By Patrick McGee
Walt Disney Co. (>> The Walt Disney Company) borrowed $800 million Tuesday, issuing its first batch of so-called floating-rate notes since 2007.
Floating-rate notes are a type of debt that pay investors an interest rate that resets every quarter, and Disney was among a small club of companies able to sell theirs at rates below the London interbank offered rate, or Libor, since the financial crisis.
Floating-rate notes enable companies to sell bonds tied to a different benchmark than those linked to U.S. Treasurys, offering diversity for buyers wary of rising interest rates.
"It's a way to hedge against interest-rate risk while continuing to be in corporates," said Sean Simko, portfolio manager at SEI Fixed Income Management.
Libor is an industry standard based on the interest rate banks charge to lend to one another. Selling bonds below Libor indicates investors are more comfortable lending to some companies than banks are lending to each other.
Disney's notes were priced at 0.01 percentage point less than Libor, which is currently 0.30%. A year ago it was 0.52%.
Nonfinancial companies had already sold $7.9 billion of floating-rate notes this year through Monday, marking a year-to-date record in Dealogic data going back to 1995. In the same period last year, $3.5 billion was priced.
The uptick in issuance is likely to continue this year as front-end accounts--investors with short time horizons--become more comfortable extending the maturities of their investments, according to Anne Daley, senior syndicate banker at Barclays.
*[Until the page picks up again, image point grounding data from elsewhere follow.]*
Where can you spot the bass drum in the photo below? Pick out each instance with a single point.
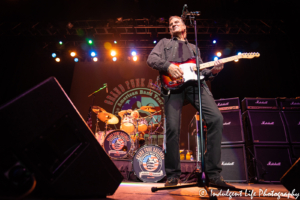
(149, 163)
(117, 144)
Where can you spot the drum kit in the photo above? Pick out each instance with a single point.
(129, 141)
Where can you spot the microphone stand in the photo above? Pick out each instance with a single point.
(202, 179)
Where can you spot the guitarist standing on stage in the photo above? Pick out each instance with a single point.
(178, 49)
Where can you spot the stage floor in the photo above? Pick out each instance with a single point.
(139, 191)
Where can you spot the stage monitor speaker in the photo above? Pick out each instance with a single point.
(44, 134)
(290, 180)
(232, 127)
(292, 120)
(264, 126)
(233, 161)
(272, 161)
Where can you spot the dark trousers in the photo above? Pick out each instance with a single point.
(214, 121)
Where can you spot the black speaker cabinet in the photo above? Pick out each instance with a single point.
(44, 133)
(234, 165)
(265, 127)
(292, 120)
(290, 180)
(272, 161)
(232, 127)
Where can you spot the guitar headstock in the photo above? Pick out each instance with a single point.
(249, 55)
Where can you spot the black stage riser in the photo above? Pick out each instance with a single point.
(45, 133)
(265, 127)
(234, 164)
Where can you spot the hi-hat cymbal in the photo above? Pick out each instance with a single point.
(108, 118)
(97, 109)
(148, 108)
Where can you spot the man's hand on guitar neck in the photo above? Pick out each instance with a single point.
(219, 65)
(175, 71)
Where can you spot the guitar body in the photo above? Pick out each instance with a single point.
(172, 83)
(188, 68)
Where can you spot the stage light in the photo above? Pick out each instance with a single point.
(73, 54)
(113, 53)
(133, 53)
(93, 53)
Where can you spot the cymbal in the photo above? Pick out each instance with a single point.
(148, 108)
(123, 112)
(108, 118)
(97, 109)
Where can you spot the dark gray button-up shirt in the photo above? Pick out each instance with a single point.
(166, 51)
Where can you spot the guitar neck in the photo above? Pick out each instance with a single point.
(224, 60)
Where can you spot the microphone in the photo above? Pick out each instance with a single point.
(184, 11)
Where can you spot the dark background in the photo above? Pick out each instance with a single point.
(274, 74)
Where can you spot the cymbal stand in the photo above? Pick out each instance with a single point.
(151, 133)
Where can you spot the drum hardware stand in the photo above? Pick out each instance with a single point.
(202, 179)
(159, 125)
(93, 94)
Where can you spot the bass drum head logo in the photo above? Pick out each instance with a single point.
(117, 144)
(149, 164)
(134, 99)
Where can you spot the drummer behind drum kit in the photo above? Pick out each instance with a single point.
(129, 141)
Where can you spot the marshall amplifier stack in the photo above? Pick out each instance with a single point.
(233, 157)
(266, 138)
(290, 110)
(259, 104)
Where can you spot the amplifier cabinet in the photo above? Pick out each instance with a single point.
(262, 126)
(292, 122)
(234, 164)
(259, 104)
(228, 104)
(232, 127)
(272, 161)
(289, 104)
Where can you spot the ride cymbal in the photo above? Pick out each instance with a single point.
(108, 118)
(97, 109)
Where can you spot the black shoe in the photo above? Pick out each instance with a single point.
(171, 181)
(219, 182)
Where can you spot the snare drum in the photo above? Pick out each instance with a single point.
(142, 125)
(149, 163)
(117, 144)
(128, 124)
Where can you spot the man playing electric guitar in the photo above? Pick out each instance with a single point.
(178, 49)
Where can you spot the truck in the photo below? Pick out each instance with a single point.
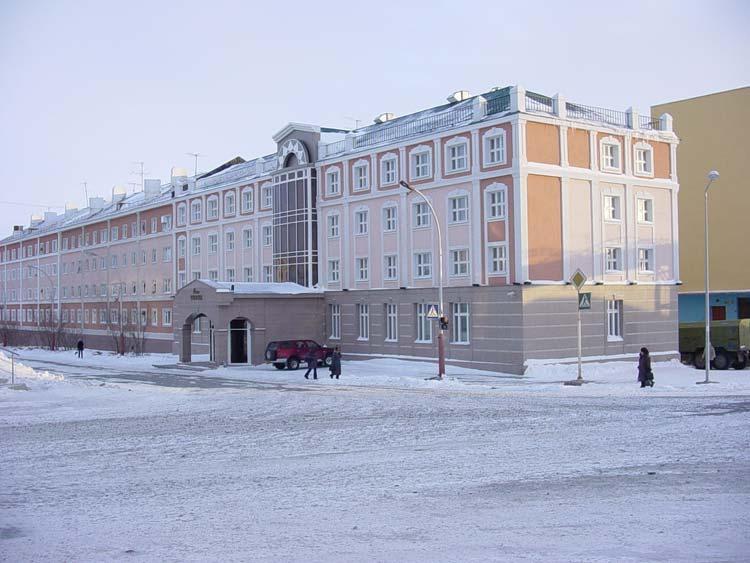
(730, 340)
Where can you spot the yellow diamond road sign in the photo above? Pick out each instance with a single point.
(578, 279)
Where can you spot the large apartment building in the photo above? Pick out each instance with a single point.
(526, 188)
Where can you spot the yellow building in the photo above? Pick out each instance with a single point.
(713, 132)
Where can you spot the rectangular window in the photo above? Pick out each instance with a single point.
(494, 149)
(645, 259)
(333, 225)
(457, 160)
(360, 177)
(460, 262)
(390, 215)
(363, 318)
(460, 323)
(422, 264)
(643, 161)
(333, 271)
(459, 209)
(363, 273)
(247, 200)
(612, 208)
(332, 182)
(391, 322)
(388, 171)
(422, 216)
(497, 259)
(390, 267)
(362, 222)
(424, 324)
(611, 156)
(614, 320)
(613, 256)
(496, 207)
(420, 165)
(212, 208)
(645, 210)
(335, 315)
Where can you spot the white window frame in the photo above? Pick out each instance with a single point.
(391, 322)
(614, 320)
(496, 211)
(385, 160)
(460, 323)
(616, 165)
(613, 259)
(487, 151)
(362, 268)
(361, 176)
(645, 210)
(415, 165)
(612, 207)
(247, 200)
(333, 181)
(390, 217)
(333, 225)
(452, 160)
(644, 166)
(501, 259)
(422, 264)
(456, 265)
(390, 267)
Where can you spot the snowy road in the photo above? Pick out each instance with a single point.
(346, 473)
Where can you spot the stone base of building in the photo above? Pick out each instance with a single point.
(509, 325)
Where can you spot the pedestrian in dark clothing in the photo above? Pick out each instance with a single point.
(645, 375)
(312, 364)
(336, 363)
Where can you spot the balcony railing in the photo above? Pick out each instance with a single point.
(600, 115)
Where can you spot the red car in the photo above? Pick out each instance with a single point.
(291, 353)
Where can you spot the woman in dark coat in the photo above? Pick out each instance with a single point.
(336, 363)
(645, 375)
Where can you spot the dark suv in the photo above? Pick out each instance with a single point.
(291, 353)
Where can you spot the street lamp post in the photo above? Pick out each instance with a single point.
(441, 331)
(713, 175)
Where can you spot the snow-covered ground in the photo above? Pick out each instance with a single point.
(107, 458)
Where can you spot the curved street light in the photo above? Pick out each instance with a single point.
(441, 332)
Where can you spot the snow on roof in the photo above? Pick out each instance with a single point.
(249, 288)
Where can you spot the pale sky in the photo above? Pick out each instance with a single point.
(89, 88)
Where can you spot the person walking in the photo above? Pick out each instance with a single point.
(312, 364)
(645, 375)
(336, 362)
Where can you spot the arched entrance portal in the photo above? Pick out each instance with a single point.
(239, 341)
(197, 339)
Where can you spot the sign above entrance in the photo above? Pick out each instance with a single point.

"It definitely shows confidence returning," she said. "After the credit crisis, front-end accounts started to pull in the reins on how far out they would buy bonds. The market for [longer-dated issues such as] two- and three-year floating-rate notes had dried up."
James Barnes, senior fixed-income manager at National Penn Investors Trust Co., said great demand for floating-rate notes is limiting the extra yield these notes pay over Libor but, even so, they are valuable for investors who want protection against climbing interest rates.
"Returns may be miniscule, but you're diversifying your portfolio," he said.
The Disney deal is the second floating-rate deal to price below the Libor rate this month. Last week, IBM Corp. (>> International Business Machines Corp.) sold $1 billion of notes at 0.02 percentage point less than Libor. Last year, Procter & Gamble Co. (>> The Procter & Gamble Company) and Coca-Cola Co. (>> The Coca-Cola Company) each priced notes below Libor. Before the financial crisis, this wasn't so rare, Ms. Daley said.
Mr. Barnes hasn't been active in the area because the market is small and sometimes difficult to trade in, he said. He plans on buying floating-rate Treasury bonds, which are widely expected to be offered within the next year.
Other investors don't see the value just yet.
"I don't think short-term rates are set to rise materially for the balance of the year, so owning a floating-rate is like having insurance that you might not really need for a while," said Brian Jacobsen, chief portfolio strategist at Wells Fargo Funds Management. Mr. Jacobsen said he would prefer junk-rated bonds, which are less sensitive to rising interest rates than higher-quality fixed-rate bonds.
"I wouldn't be scraping the bottom of the junk barrel for yield, but the stuff closer to the top can give you a good yield for the risk you take," he said. Some of Wells's funds do own floating-rate notes, "but it's very selective.
Disney, which last year acquired "Star Wars" maker Lucasfilm Ltd. for $4 billion, said the deal would raise cash for general corporate purposes. Fitch Ratings said it expects the company to replace short-term debts called commercial paper, which totaled $3 billion at year-end.